”当たり前”の不幸
こんにちは
他人と一緒に仕事をしていると不思議に思うことがあります。
「ここはこんな風にやるのが普通だと思うんだけど…」
「あそこでなぜあんな行動をするんだろう…あそこはこうするしかないのに…」
不思議になって聞いてみると案外理解できることが多いです。「そうか!そういう考え方でこの行動になったのか。そういう考えかたもあるんだなぁ。」と。
ある店舗でのことです。
店長は業務については基本的にスタッフの自主性に任せるという方針を持っていました。
細かいことはあまり言いません。店長自身はスタッフに自分で考えて行動して欲しいと思っていました。
ある日、勤務していたスタッフの体調が明らかに悪そうです。
スタッフはシフトに穴を開けてはいけないという強い責任感から体調の悪さをおして一日を過ごしました。
勤務が終わって帰り際に店長と挨拶を交わしましたがそっけない感じです。というより何か機嫌が悪そうです。
また別の日、他のスタッフのことです。
スタッフは店内で商品を移動する作業をしています。店内、倉庫と動きまわっています。テキパキと作業しています。
作業中、倉庫と展示場所の間の通路にゴミが落ちていましたがこのスタッフはそのままにしておきました。 なぜなら、この店舗では30分ごとに決められたスタッフがチェック・清掃するためです。
作業終了後、店長に報告にいきました。
いつもと違い生返事です。というより何か怒っているようです。
作業は迅速で自分としても上手に出来たと思っていたため、店長の不機嫌にスタッフも不満気です。
こんなことが続きスタッフも我慢できず「私は何かしましたか?」と聞いてみました。
店長はちょっと驚きの表情を浮かべた後、怒りを押し殺しているような感じで「いや何でもないよ・・・」というのみです。
でも不機嫌は変わらずです。
そして店内は不機嫌が感染・充満していきます…
店長は何を怒っていたかというと、スタッフがあまりにも当たり前のことが出来なくて怒っていたのです。
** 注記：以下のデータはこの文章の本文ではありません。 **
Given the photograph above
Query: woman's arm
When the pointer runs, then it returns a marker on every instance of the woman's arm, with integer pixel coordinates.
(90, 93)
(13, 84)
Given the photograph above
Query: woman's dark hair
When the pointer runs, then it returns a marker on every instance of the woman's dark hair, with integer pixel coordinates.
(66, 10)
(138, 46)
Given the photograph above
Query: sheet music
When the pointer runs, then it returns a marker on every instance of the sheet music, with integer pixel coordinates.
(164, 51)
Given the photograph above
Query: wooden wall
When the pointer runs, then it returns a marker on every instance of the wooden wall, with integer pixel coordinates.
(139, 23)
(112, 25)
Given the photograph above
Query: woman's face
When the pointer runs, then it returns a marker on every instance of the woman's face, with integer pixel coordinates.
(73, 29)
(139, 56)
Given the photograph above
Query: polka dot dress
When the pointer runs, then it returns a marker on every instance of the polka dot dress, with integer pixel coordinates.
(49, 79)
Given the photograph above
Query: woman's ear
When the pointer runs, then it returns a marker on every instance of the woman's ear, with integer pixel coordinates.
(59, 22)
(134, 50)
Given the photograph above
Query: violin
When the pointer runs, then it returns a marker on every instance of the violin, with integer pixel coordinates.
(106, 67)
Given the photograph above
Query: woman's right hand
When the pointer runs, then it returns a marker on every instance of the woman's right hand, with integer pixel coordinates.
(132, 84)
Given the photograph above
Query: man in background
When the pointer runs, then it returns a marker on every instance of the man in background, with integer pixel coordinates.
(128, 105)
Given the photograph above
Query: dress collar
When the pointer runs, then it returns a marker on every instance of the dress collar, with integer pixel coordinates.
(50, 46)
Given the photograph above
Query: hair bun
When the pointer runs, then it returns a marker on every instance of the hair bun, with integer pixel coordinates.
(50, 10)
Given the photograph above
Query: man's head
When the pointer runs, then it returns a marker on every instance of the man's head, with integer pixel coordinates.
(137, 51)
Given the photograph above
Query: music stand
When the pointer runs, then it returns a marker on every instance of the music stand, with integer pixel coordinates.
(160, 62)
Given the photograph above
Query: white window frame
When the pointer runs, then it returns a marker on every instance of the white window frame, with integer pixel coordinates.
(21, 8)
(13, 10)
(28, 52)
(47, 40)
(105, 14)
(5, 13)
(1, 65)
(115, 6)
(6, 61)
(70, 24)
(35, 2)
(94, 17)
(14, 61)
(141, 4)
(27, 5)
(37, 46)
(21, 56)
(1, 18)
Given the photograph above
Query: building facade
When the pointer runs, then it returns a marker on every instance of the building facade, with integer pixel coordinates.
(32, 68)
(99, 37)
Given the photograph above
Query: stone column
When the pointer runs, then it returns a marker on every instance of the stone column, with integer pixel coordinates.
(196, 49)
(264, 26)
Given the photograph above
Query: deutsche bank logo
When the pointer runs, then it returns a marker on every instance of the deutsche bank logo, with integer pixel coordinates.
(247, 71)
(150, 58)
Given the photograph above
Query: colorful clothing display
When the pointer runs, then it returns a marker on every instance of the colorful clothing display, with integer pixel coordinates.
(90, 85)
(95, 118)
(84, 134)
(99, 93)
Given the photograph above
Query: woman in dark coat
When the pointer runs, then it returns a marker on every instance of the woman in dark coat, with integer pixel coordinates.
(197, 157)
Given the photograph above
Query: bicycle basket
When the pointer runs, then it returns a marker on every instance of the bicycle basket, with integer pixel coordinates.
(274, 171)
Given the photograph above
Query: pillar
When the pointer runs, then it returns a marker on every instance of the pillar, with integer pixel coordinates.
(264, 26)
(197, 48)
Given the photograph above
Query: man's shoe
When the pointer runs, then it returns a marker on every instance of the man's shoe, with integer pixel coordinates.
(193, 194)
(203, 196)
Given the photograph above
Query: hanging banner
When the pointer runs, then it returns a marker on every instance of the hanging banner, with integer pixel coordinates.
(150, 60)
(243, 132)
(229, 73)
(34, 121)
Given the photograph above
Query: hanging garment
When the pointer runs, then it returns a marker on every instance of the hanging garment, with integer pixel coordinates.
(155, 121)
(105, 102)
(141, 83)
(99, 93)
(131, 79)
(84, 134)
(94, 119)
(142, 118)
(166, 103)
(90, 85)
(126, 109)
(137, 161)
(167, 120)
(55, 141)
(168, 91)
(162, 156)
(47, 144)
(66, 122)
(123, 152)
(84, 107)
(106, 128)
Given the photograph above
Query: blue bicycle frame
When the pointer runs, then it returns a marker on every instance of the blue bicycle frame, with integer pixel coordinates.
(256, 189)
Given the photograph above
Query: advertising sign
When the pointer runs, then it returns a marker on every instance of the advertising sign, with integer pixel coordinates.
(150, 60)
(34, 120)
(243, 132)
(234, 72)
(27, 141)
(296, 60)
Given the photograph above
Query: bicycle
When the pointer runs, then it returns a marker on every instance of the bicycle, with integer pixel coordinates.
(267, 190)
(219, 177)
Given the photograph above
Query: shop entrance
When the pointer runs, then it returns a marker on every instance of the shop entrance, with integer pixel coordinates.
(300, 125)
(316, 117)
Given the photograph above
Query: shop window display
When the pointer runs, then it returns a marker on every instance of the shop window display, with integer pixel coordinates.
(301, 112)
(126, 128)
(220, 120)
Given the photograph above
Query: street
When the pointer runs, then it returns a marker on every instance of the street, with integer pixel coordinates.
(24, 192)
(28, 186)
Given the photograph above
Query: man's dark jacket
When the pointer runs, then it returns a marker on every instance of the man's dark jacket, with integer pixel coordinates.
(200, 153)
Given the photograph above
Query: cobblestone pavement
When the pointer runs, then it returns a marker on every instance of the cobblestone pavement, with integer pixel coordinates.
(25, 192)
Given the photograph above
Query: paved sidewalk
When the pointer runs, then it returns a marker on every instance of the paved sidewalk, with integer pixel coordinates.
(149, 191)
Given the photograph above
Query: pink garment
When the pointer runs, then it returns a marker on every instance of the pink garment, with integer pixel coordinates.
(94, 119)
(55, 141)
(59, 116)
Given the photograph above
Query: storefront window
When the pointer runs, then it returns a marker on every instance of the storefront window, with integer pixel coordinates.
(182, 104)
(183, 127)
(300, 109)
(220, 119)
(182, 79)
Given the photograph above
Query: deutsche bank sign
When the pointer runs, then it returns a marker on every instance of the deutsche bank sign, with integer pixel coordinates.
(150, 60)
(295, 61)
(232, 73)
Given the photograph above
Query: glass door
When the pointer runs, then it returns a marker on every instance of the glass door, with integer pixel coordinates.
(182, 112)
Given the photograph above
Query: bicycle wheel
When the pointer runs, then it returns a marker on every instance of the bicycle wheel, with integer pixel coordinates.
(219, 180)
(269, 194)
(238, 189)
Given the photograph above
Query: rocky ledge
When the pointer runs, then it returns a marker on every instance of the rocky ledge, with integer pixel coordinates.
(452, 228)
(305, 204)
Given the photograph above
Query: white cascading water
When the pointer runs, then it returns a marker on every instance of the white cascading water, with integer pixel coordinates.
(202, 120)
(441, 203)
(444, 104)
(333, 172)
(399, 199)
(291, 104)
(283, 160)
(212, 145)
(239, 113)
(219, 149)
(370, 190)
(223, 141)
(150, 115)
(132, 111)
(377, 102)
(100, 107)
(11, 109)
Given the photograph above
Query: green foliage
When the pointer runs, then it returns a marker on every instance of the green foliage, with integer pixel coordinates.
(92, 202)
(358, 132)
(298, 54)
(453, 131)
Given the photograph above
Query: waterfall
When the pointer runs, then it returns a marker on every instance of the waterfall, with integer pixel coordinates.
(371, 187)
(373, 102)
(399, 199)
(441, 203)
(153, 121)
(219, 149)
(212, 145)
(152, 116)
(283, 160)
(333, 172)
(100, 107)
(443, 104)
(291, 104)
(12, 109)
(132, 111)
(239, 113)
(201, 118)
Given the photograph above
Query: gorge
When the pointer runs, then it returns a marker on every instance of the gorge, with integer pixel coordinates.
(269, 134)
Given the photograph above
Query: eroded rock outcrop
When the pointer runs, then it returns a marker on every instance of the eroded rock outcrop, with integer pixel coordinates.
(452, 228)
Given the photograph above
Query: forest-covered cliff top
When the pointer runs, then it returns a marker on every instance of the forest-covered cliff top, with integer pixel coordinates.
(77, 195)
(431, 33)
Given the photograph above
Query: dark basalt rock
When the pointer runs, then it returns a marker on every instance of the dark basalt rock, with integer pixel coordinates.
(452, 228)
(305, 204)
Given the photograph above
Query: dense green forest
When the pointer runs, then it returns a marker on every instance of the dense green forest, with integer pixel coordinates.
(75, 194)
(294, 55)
指摘しなかったのは「こんなことも出来ないのか!!」と怒って説教してしまいそうだと感じ我慢したのです。
店長の当たり前は、体調が悪かったら早めに相談してシフトを万全にすることです。またどうしてもダメな時は人数が少なくてもいいと思っています。無理に出社しても戦力にならず無駄なことでしか無いと思っているのです。
また、ゴミについては、何をしている時でも店内外にゴミを見つけたら拾うのは当たり前のことだと思っているのです。
店長の不機嫌は、店長とスタッフの”当たり前”のズレから起こっています。
自身が当たり前と思っていることがすべての人にとって当たり前かというとそうではないことの方が多いように感じます。
この当たり前の範囲が増えてくるとお互いに不幸です。
店長は考えているように仕事が進まないですし、スタッフは評価されません。
そして当たり前からは感謝が生まれません。
最近、当たり前過ぎて確認していなかったことが、相手にとって当たり前でないことを気付かされました。
当たり前と思ってることすり合わせしてみようと思い、こんなケースを書いてみました。